We sold our Jayco travel trailer and are no longer going to tailgate so I have the following items that we no longer have a use for.

1. Husky weight distributing hitch, 12,000 lb capacity, Includes round bars, brackets, and hitch head with 2 5/16" ball and sway control. Like this, http://www.amazon.com/Husky-30849-Weight-Distribution-Control/dp/B004RCSKPO

2. Pair of B&L deluxe wheel chocks, like these http://www.amazon.com/BAL-28005-Deluxe-Tire-Chock/dp/B000ACM0T2

3. 12' X 12' EZ up pop up canopy with 4 leg weights and rolling storage bag.

4. Direct TV SWM satellite dish and set up that we used with RV. Nothing fancy, Just the dish and a base for it to set on and all the cables and stuff to power 2 receivers.

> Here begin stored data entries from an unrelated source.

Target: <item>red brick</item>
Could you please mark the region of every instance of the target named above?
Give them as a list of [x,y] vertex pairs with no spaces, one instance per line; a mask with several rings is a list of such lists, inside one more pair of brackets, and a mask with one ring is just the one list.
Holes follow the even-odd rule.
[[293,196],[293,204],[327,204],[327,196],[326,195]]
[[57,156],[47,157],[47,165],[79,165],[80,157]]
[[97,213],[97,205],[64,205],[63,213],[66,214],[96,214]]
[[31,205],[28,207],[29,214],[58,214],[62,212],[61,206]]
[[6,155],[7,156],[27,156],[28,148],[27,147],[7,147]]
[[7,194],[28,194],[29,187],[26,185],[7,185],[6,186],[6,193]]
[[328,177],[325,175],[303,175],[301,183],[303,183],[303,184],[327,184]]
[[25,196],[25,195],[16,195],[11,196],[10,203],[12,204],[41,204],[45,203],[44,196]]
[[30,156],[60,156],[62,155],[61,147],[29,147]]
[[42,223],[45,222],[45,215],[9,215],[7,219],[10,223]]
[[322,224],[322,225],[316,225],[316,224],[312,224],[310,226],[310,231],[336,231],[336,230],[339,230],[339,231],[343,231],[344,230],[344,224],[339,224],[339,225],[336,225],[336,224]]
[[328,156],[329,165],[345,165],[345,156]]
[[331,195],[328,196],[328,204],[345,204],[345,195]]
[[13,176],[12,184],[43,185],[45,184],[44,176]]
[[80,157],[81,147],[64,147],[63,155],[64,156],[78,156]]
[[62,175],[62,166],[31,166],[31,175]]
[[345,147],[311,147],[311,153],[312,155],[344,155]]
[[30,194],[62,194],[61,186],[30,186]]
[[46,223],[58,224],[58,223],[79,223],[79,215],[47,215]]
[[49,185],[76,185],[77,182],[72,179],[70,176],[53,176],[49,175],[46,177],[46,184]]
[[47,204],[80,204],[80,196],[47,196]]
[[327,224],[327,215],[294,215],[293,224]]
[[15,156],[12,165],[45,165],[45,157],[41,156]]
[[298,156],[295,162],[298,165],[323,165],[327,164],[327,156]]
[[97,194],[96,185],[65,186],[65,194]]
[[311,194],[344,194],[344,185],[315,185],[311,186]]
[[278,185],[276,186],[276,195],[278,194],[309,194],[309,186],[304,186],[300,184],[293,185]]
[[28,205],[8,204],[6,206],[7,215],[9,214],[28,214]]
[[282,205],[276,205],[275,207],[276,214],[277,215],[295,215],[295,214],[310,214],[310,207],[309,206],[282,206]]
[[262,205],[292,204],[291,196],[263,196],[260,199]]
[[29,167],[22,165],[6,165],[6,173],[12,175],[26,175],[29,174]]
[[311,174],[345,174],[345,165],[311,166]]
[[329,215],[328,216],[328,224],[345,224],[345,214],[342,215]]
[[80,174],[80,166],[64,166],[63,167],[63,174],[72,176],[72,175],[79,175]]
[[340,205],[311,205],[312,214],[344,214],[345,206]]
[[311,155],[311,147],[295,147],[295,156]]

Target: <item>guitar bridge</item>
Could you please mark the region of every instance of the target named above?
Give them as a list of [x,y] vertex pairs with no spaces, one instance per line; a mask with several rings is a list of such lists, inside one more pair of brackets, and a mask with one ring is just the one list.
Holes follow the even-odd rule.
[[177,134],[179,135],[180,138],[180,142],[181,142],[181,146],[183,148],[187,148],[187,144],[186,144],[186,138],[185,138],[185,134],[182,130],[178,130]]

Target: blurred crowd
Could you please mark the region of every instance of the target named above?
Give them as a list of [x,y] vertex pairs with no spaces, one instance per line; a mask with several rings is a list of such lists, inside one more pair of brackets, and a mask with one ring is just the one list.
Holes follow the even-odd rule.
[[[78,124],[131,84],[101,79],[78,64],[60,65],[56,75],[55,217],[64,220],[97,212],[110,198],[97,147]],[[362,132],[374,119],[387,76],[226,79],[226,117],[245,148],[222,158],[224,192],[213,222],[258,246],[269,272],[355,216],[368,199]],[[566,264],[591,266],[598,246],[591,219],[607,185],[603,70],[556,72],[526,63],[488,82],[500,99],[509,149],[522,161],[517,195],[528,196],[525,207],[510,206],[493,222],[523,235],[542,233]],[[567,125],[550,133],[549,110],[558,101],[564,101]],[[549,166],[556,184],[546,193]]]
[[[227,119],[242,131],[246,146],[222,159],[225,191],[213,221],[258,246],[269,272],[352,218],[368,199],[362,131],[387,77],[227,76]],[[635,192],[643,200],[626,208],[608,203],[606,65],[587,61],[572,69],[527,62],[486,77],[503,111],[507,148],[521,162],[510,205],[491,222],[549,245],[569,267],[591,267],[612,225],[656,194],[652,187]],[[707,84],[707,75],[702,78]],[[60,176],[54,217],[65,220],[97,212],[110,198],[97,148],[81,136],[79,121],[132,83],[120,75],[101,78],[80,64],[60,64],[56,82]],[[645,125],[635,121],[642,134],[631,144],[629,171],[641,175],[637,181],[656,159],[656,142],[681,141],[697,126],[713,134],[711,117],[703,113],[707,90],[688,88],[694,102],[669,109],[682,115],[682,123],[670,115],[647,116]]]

$175 for all, Will separate if no one is interested in the complete package.

PM me if interested, thanks, Ken


----------



## kodiako1 (Mar 21, 2012)

kodiako1 said:


> I posted the following in the classified section but figured it might be good to do same here.
> 
> We sold our Jayco travel trailer and are no longer going to tailgate so I have the following items that we no longer have a use for.
> 
> ...


Price change to $150 for everything.


----------



## od (Mar 20, 2009)

Hello,
Am interested in the tire chocks if your willing to sell separate but was wandering what you were asking for them.


----------



## DavidCamp1163 (Sep 2, 2015)

How Much for the EZ-UP and where are you located?


----------